Le voyou c'est comme le gibier, faut que la viande pourrisse un peu
pour qu'elle soit bonne.
Impossible de trouver le moindre référent sensé dans le film de Kounen, tous les protagonistes sont aussi déments les uns que les autres, flics comme truands. La palme appartient de loin au commissaire Christini, (Tchéky Karyo dans un de ses rôles de taré habituel) très judicieusement surnommé La Hyène et dont la folie excessive semble n'avoir aucune limite. On le voit ainsi à l'oeuvre, en balançant un nourrisson comme un vulgaire ballon à son adjoint, puis en flinguant sans prévenir un suspect en plein interrogatoire ou même en se débouchant allégrement les sinus en sniffant un rail de poudre qui lui enlève les derniers restes de bon sens. Ses débordements, il les commet sans aucune retenue devant son adjoint en lequel on reconnaît le Ricco de l'ouverture de Nikita. Et s'il y a bien un personnage normal dans tout ce petit de monde de fêlé, c'est bien cet autre inspecteur en chef, rival de Christini et totalement largué devant l'ampleur des dégâts.
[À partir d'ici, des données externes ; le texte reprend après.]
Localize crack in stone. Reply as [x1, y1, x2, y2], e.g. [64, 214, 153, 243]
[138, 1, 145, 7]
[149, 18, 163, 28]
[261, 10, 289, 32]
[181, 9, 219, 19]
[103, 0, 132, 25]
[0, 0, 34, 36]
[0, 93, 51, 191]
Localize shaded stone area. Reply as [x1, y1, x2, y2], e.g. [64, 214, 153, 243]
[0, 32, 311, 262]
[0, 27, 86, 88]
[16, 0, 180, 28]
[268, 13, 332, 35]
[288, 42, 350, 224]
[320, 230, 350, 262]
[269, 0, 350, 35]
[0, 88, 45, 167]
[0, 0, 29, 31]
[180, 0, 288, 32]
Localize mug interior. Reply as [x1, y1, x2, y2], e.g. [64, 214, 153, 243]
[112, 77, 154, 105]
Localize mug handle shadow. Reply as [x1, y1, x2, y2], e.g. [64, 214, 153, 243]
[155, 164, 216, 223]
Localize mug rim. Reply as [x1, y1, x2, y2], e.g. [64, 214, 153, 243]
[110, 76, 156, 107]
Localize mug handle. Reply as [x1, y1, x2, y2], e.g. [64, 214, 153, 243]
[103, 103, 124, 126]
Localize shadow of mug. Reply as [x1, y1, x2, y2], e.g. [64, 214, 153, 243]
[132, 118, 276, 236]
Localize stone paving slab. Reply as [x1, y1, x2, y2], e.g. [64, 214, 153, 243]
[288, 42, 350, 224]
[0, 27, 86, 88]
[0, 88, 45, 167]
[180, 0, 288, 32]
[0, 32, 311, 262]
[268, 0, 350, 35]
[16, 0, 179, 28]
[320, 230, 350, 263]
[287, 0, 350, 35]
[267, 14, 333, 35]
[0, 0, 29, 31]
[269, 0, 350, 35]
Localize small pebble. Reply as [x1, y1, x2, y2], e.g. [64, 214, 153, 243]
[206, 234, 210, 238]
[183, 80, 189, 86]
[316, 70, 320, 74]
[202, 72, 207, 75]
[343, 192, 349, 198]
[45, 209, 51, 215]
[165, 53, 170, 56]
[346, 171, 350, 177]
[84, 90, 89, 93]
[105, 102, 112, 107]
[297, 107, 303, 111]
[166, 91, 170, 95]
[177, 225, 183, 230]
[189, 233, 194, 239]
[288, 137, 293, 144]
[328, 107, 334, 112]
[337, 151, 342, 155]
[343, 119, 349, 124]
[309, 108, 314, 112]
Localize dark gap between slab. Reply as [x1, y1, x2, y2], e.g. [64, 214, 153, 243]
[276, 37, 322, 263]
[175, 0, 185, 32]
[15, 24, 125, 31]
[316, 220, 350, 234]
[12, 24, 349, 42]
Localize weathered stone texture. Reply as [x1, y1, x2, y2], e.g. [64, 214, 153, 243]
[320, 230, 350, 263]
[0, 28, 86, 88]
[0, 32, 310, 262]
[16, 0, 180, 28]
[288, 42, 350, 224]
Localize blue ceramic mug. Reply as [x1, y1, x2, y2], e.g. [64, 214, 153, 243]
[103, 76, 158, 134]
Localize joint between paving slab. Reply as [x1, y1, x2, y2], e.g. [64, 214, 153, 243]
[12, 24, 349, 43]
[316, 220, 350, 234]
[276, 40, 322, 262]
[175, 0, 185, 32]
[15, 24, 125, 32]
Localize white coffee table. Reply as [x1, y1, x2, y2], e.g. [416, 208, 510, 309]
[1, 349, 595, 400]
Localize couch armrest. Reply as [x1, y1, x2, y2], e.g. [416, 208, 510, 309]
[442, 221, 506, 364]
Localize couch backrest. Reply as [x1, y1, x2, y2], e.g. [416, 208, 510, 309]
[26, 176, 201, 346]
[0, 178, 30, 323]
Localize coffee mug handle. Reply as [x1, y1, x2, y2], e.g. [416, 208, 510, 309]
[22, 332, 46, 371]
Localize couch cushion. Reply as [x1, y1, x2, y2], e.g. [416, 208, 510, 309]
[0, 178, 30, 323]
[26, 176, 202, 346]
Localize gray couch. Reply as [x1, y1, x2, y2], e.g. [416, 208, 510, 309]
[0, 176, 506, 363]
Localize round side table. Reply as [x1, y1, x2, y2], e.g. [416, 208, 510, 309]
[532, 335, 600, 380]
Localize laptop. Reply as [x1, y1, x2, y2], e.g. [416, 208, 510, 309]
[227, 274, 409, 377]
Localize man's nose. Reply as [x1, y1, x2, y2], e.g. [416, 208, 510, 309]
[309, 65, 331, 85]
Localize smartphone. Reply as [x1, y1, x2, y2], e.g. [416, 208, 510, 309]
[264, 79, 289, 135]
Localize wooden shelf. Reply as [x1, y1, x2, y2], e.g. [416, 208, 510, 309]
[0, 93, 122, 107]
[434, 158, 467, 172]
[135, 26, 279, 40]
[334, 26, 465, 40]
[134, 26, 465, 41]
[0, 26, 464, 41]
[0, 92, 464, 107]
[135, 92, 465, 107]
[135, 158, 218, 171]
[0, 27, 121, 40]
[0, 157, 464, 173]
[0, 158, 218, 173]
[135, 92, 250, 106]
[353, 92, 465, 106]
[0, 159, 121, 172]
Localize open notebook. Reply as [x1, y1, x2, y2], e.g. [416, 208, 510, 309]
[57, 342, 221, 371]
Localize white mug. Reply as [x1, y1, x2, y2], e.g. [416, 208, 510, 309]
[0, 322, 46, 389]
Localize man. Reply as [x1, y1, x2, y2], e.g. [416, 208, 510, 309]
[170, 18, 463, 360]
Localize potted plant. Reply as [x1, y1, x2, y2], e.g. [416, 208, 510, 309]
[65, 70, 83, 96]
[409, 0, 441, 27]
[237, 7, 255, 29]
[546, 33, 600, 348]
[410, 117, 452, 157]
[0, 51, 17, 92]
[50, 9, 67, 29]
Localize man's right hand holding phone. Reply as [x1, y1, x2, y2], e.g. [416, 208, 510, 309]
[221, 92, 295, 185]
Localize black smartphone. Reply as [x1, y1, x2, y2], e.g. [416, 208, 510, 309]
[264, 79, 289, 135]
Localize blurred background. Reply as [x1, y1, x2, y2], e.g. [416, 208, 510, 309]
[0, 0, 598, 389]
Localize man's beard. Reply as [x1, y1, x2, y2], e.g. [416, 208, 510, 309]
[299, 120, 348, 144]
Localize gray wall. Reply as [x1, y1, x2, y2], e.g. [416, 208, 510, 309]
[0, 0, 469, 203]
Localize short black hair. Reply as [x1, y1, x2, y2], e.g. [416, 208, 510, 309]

Face aux cognes, le Dobermann et sa bande font office de personnages secondaires. Une clique de braqueurs hauts en couleurs et dégénérés, haïssant tout ce qui ressemble de près ou de loin à un flic. Il faut les voir attaquer un fourgon blindé au lance-roquettes (ce qui fera des émules dans la vie réelle) ou insérer une grenade dans le casque d'un motard pugnace.
C'est bien cette confusion entre truands et flics qui dérange dans le film de Kounen, et bien que ce dernier souligne constamment l'absurdité d'une société qui s'engouffre dans le chaos, on pourra objecter que Dobermann est loin d'être la première satire cinématographique à diluer la mince frontière entre "bons" et "méchants".
Ainsi, Jan Kounen emprunte sans complexe à Kubrick (Orange mécanique), Besson (Christini qui envoie balader l'IGS fait clairement penser à Stansfield dans Léon), Verhoeven (Robocop) et Stone (Tueurs nés) pour définir le style et la folie de son long-métrage. Et pourtant malgré ces emprunts trop évidents et ses quelques défauts stylistiques, dont une sacrée collection de clichés, je garde toujours une certaine affection pour ce film, que ce soit pour le braquage de banque en milieu de métrage, pour Duris se faisant joyeusement dégommer dans les parties (oh joie...) et pour son règlement de comptes final dans une voiture de police lancée à toute allure sur une voie rapide (ce qui me fait penser que Karyo aurait finalement fait un bon Double-Face pour Batman).
Le film de Kounen séduit donc par sa vision marginale et excessive autant qu'il rebute par son style poussif et son absence totale de bon sens. Au final, Dobermann c'est un peu comme un pot-pourri du polar hardcore à la française, inclassable certes, totalement foutraque oui, mais terriblement efficace.